Disco bellissimo. Un mix tra i Real Estate (nei ricami ariosi e circolari di chitarra) e i Sun Kil Moon (le suite a flusso, le ampie vedute, la malinconia imperante). Bella proposta Marco.

Utente non più registrato alle 18:17 del 12 luglio 2015 ha scritto:

Il chitarrista Reine Fiske oltre ai Dungen, ha dato il suo apporto ad altre Prog band come Landberk, Morte Macabre,

Paatos, nel terzo degli Elephant9 di Ståle Storløkken e recentemente ai Motorpsycho ritrovando Storløkken.

loson (ha votato 7,5 questo disco) alle 20:11 del 12 luglio 2015 ha scritto:

Dei Landberk quale mi consigli, Indian Summer?

Utente non più registrato alle 21:21 del 12 luglio 2015 ha scritto:

Lonely Land, One Man Tell's Another (per me il migliore) e Indian Summer.

loson (ha votato 7,5 questo disco) alle 17:28 del 13 luglio 2015 ha scritto:

Allora mi procuro questi tre, grazie della dritta.

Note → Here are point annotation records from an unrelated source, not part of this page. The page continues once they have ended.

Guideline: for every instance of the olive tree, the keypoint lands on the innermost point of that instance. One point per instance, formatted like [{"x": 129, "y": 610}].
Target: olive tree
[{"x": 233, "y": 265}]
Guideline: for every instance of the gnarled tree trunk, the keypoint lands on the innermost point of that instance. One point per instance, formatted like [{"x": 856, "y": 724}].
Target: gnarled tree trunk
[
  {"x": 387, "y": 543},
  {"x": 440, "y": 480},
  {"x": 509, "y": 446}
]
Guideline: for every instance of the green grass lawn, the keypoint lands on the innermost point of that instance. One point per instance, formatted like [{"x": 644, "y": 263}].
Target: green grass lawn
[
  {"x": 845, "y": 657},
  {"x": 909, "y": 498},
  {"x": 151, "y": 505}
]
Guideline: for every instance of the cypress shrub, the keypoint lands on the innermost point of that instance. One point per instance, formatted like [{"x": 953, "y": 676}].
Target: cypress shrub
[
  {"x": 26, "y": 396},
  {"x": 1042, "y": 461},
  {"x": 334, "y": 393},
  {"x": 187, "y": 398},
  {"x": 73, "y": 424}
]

Utente non più registrato alle 13:37 del 15 luglio 2015 ha scritto:

Prego, è un piacere...

loson (ha votato 7,5 questo disco) alle 20:10 del 12 luglio 2015 ha scritto:

Sognante ma non per questo sigillato nel corpo etereo del dream-pop, il suono della band si srotola pigro e dolcissimo, abitando stanze (progressive, psichedelia '80s) non molto frequentate e, in quelle poche occasioni, troppo spesso destinate ad uso improprio. Chiarissimo il discorso fin dall'incipit Broken con la sua apertura di tastiere e lo stupefacente rondò folk-rock a tre chitarre (tra cui un'elettrica col wha-wha ad inspessire la componente hard del tema trainante), fino ai due minuti finali di intrecci vocali alla moviola. A queste canzoni serve tempo per svelarsi, commmuoverci nello stupore della ripetizione (i nove minuti della Title Track, l'angelico girotondo Circles), prendere vita davanti ai nostri occhi con una semplicità che ha del miracoloso (il pastoral-jazz To Keep It Going, cantato con un filo di voce e annesso fiorire di mellotron), impreziosire l'esistenza di ciascuno di noi grazie a una ballata acustica come non se ne sentivano da tempo (The Headless Boy), inondarci di jangle-rock in odor di The Church (Tell Them You Can't Leave). Quando all'orizzonte appare il miraggio di un groove (Fryshusfunk) e ci si trastulla in un gentile dondolìo da soul favolistico e Farfisa spaccacuori, ciò che prima sembrava gioviale sorriso si tramuta, nel finalone, in ghigno malefico. Non che il trucco riesca sempre: la cosa che più assomiglia a una jam (Captured Light) si propone di tratteggiare l'excursus dei Pink Floyd da Careful With That Axe, Eugene a Echoes in otto minuti, ed è un'impresa disperata. Eppure, se c'è un elemento a non difettare mai - neppure nel fallimento - questo è la personalità dei musicisti: l'interplay non è mai statico e così lo svolgersi dei pezzi, raramente avaro di sorprese o soluzioni inaspettate.